Kamis, 16 Juni 2016

Kenduri dan Pertanyaan Kyai

Sore ini saya baca sebuah artikel tentang hal yang sempat heboh di social media. Saya suka artikelnya, bila Anda tertarik bisa dibaca disini.

Sudut pandang artikel tersebut menarik menurut saya. Seperti biasa saya lalu jadi baper, kotak ingatan masa lalu tumpah ruah.

Kenduri (atau saya sering nyebutnya slametan) adalah hal yang sering keluarga saya lakukan, apalagi orang tua saya masih memegang adat Jawa.
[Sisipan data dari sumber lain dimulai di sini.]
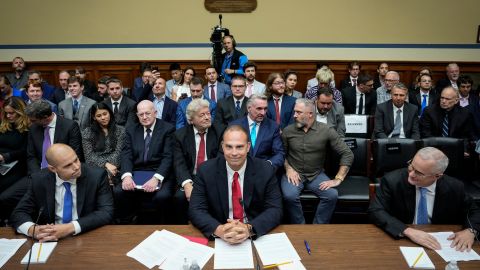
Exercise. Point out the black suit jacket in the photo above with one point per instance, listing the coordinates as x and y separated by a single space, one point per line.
126 110
261 196
66 131
349 101
385 120
185 153
160 155
94 199
394 203
226 112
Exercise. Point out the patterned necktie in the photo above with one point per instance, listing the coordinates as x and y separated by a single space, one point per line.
46 145
67 204
422 213
237 198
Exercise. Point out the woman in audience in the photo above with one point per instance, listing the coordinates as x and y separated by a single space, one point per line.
182 90
13 148
103 140
291 83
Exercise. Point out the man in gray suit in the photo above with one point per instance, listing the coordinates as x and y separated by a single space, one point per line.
330 112
214 89
397 118
76 107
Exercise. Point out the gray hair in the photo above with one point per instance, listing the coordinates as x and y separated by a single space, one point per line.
432 153
194 106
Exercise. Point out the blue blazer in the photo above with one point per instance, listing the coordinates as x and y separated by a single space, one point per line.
223 91
268 145
286 111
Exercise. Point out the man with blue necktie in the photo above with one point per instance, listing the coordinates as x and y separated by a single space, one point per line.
422 194
67 198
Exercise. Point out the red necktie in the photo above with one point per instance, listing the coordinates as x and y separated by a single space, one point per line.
277 111
236 198
201 150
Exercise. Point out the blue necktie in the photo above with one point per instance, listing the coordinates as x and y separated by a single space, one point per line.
422 213
253 134
67 204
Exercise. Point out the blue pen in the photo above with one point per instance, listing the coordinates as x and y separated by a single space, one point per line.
307 247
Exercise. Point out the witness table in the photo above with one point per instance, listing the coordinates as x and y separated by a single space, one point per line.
358 246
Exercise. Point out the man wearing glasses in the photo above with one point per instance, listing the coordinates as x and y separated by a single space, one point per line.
422 194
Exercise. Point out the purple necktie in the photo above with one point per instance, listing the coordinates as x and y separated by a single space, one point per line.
46 145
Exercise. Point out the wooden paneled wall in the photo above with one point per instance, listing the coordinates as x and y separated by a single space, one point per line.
128 70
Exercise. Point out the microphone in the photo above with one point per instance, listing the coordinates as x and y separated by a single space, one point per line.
33 237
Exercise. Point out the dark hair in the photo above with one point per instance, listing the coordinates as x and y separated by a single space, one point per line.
98 135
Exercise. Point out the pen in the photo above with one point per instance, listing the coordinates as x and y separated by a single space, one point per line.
39 250
417 259
275 265
307 247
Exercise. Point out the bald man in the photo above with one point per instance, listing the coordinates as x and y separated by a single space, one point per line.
67 198
146 164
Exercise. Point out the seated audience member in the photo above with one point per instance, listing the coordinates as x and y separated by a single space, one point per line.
176 73
353 71
383 92
422 194
196 89
379 80
305 144
77 106
291 80
360 99
61 93
247 184
397 118
324 80
330 112
280 106
264 133
148 149
253 86
447 119
80 200
46 129
34 92
123 107
424 96
234 106
215 90
182 89
194 143
103 140
13 148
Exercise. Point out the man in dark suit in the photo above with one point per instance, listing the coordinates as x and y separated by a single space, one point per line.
123 107
422 194
147 150
234 106
194 144
235 196
68 198
58 129
280 106
397 118
360 99
265 139
214 89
Siklus hidup manusia jawa tidak bisa lepas dari yang namanya slametan. Dimulai sejak dalam kandungan hingga meninggal, beragam acara slametan diadakan.

Intinya cuma satu memohon agar selalu selamat dan bersyukur atas karunia Tuhan.

Suatu saat kala saya main ke rumah kyai saya, beliau sempat membahas slametan ini. Bukan tentang uba-rampe-nya (hal-hal yang harus ada dalam sebuah kenduri, dalam adat jawa saat kenduri kadang berbeda-beda makanan yang harus ada tergantung peruntukan kenduri) namun lebih pada pembagian berkat (makanan yang dibagikan saat kenduri).

Saat itu beliau bertanya pada saya, siapa yang seharusnya pertama kali (prioritas utama) mendapatkan berkat tersebut. Bila sudah begini, saya biasanya super hati-hati menjawab.

Seringnya saya malah diam sambil senyum tolol ... he3x.

Saya menjawab kebiasaan di keluarga kami saat kenduri, yang didahulukan adalah bagian dapur. Kami sering kali meminta bantuan tetangga (yang menyediakan jasa/tenaga untuk memasak) kadang dua sampai tiga orang selama tiga hari dan masih dibantu saudara sepupu atau saudara bapak saya.

Tentu mereka ini tidak sempat memasak untuk di rumah sendiri. Untuk saudara pasti ada hantaran makanan selain diundang kenduri.

Kemudian kyai melanjut lalu siapa lagi.

Saya jawab tetangga, orang masjid, janda-janda dan terakhir orang yang tidak datang. Untuk dua yang terakhir kami antarkan. Kadang ditambah bekas guru bapak saya saat SD dan kenalan baik.

Kemudian kyai menjelaskan bahwa dalam kenduri itu yang utama dapat berkat adalah bagian dapur. Orang yang memasak. Karena tanpa mereka beras tidak bisa jadi nasi, bahan mentah tidak bisa jadi makanan.

Kemudian baru janda-janda apalagi bila tidak punya. Lalu tetangga sekitar karena bila kita kesusahan tetangga sekitar juga yang pertama menolong.

Dan terakhir adalah orang-orang masjid. Sering kali urutan itu terbalik. Menurut beliau semua orang bisa berdoa, bukan hanya para ulama saja yang bisa.

Saya hanya senyum. Saya tahu kemana arah kyai berbicara dan apa maksud serta maknanya.

Hal yang mirip juga pernah saya lihat di kantor. Pedagang makanan sering masuk kantor kami. Salah satunya adalah penjual roti.

Kebetulan teman kantor saya ada yang sangat mengenalnya, sehingga ia berani menggodanya. Penjual ini suka menabung untuk berdana korban perang di luar negeri.

Teman kantor ini suka menasehatinya, untuk apa memberi santunan pada yang jauh padahal masih banyak yang membutuhkan santunan disekitar kita.